Il modello di business dei grandi studios ha la sua utilità ma è destinato ad andare in pezzi. Steven Soderbergh è un regista che ha una posizione ottimista e quasi fideistica su questa novità. Ha un business plan alternativo che ha applicato con Intrigo a Berlino. Le star di serie A (attori, registi, sceneggiatori) lavorano per compensi iniziali relativamente bassi: non le cifre dichiarate per il mercato (cinque, dieci o addirittura venti milioni di dollari), ma un compenso nominale di un milione o due. Se l'artista preferisce avere più soldi subito, rinuncerà ai bonus, per esempio a una percentuale sugli incassi.
Quando il film comincia a guadagnare, i premi sono divisi secondo proporzioni prestabilite.

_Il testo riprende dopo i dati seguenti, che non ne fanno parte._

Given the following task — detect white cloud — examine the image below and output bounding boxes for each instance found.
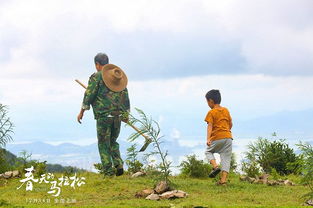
[0,75,313,121]
[0,0,313,77]
[171,128,180,139]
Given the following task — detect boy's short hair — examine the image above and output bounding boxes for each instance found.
[95,53,109,65]
[205,90,222,104]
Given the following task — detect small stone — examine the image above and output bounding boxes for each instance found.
[12,170,20,178]
[284,180,295,186]
[259,173,270,180]
[247,177,256,183]
[267,181,280,186]
[160,190,188,199]
[175,190,188,198]
[154,181,170,194]
[146,194,160,201]
[135,189,154,198]
[253,179,263,184]
[3,171,13,179]
[131,171,146,178]
[305,199,313,206]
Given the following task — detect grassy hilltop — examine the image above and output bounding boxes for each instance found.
[0,172,308,208]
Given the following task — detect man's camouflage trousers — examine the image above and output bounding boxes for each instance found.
[97,117,123,175]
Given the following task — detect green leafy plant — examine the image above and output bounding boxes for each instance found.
[0,104,13,173]
[230,152,238,172]
[93,163,104,174]
[245,138,298,175]
[297,143,313,199]
[241,160,262,178]
[0,104,13,147]
[128,108,171,182]
[179,155,212,178]
[126,144,143,173]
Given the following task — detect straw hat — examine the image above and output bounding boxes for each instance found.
[102,64,128,92]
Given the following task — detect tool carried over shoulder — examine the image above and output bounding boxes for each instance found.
[75,79,152,152]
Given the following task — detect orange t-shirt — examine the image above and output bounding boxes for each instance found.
[205,107,232,141]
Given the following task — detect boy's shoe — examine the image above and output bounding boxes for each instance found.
[209,168,221,178]
[116,168,124,176]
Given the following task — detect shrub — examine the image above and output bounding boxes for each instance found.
[230,152,238,172]
[245,138,300,175]
[0,103,13,147]
[180,155,212,178]
[128,108,171,183]
[0,103,13,173]
[297,143,313,199]
[126,144,143,173]
[93,163,104,174]
[241,160,262,178]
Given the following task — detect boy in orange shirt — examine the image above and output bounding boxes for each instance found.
[205,90,233,185]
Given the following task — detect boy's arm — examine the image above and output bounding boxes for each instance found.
[207,123,213,146]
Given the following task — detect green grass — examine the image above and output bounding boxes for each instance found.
[0,173,308,208]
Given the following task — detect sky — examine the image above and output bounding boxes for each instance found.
[0,0,313,169]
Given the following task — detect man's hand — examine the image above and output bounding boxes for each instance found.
[77,109,85,124]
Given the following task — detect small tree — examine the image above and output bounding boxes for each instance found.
[128,108,171,182]
[0,104,13,173]
[180,155,212,178]
[245,138,298,175]
[297,143,313,200]
[0,104,13,147]
[126,144,143,173]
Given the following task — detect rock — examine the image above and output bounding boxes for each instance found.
[160,190,188,199]
[135,189,154,198]
[259,173,270,180]
[146,194,160,201]
[284,180,295,186]
[175,190,188,198]
[12,170,20,178]
[247,177,256,183]
[154,181,170,194]
[3,171,13,179]
[131,171,146,178]
[259,173,270,184]
[253,179,263,184]
[304,199,313,206]
[267,181,280,186]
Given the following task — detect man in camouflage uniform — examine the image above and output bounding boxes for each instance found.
[77,53,130,176]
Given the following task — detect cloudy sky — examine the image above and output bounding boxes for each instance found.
[0,0,313,167]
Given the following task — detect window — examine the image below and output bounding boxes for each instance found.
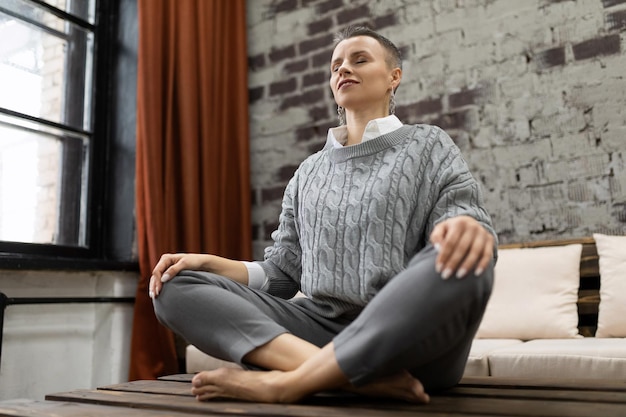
[0,0,134,264]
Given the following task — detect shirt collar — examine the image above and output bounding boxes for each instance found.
[328,114,402,148]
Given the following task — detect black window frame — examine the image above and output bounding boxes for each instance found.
[0,0,138,270]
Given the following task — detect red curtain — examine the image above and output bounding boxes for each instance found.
[129,0,251,380]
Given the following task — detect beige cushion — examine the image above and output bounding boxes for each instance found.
[463,339,522,377]
[489,337,626,380]
[476,244,582,340]
[185,345,241,374]
[593,234,626,337]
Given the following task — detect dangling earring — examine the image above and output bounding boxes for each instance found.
[337,106,346,126]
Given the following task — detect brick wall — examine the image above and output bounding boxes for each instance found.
[248,0,626,259]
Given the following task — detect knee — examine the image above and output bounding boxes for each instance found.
[152,271,223,329]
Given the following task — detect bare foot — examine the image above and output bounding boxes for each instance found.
[347,371,430,404]
[191,368,301,403]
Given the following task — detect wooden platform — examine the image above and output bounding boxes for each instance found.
[0,374,626,417]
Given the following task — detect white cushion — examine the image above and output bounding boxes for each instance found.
[463,339,523,377]
[476,244,582,340]
[489,337,626,379]
[185,345,241,374]
[593,233,626,337]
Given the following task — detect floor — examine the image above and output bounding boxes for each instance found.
[0,374,626,417]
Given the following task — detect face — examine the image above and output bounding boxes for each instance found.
[330,36,401,116]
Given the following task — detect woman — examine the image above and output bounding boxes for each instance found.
[150,27,496,403]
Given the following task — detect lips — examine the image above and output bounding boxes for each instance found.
[337,80,358,90]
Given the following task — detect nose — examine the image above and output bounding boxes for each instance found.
[339,62,352,75]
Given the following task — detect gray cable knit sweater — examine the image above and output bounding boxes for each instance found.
[260,125,496,318]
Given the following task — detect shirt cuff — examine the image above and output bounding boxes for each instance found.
[241,261,267,290]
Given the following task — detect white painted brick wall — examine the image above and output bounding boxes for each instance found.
[248,0,626,258]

Alla casa cinematografica e ai suoi partner finanziari che hanno messo in piedi il budget di produzione spetta la fetta più grande, per esempio il 50-60 per cento. Una star prende il 6 per cento, un'altra star 5, lo sceneggiatore 2, e così via. Se il film è un flop, gli incassi di tv e dvd serviranno ad attutire le perdite, cosa che fanno normalmente. Se il film è un successo, tutti avranno una fetta della torta. In questo modello economico c'è un risvolto positivo anche dal punto di vista artistico che aiuta a superare la paura del rischio. “Se la spesa iniziale è contenuta”, spiega Soderbergh, “ci sono buone possibilità che in futuro gli studios facciano delle scelte più coraggiose”.
Al momento gli investimenti più intelligenti si fanno sui budget pccoli. Negli ultimi tempi i ricchi imprenditori, quelli che mettono i loro soldi nei fondi d'investimento, hanno cominciato a fare affari non con gli studios ma con i produttori di successo come Joel Silver e con i registi-produttori come Ivan Reitman. I soldi sono destinati a film di genere – thriller, commedie e horror – che rientrano nella categoria dei piccoli budget (circa venti milioni di dollari). Alcuni di questi film non saranno degli “eventi irripetibili”, ma gli investimenti iniziali relativamente piccoli permetteranno ai produttori di usare sceneggiatori e registi pronti a osare qualcosa di più, proprio come facevano sessant'anni fa i registi di serie B, faticando in silenzio e nell'ombra.
I film fatti in fretta e con pochi soldi avranno sempre bisogno dei grandi studios per la distribuzione e il marketing, ma con il digitale non sarà più così. La distribuzione è la chiave per la libertà. In futuro sarà difficile impedire a produttori, registi e sceneggiatori di liberarsi degli studios, formare delle cooperative e pagarsi una distribuzione e una promozione che faccia arrivare i film direttamente nelle sale. Ed essere finalmente liberi.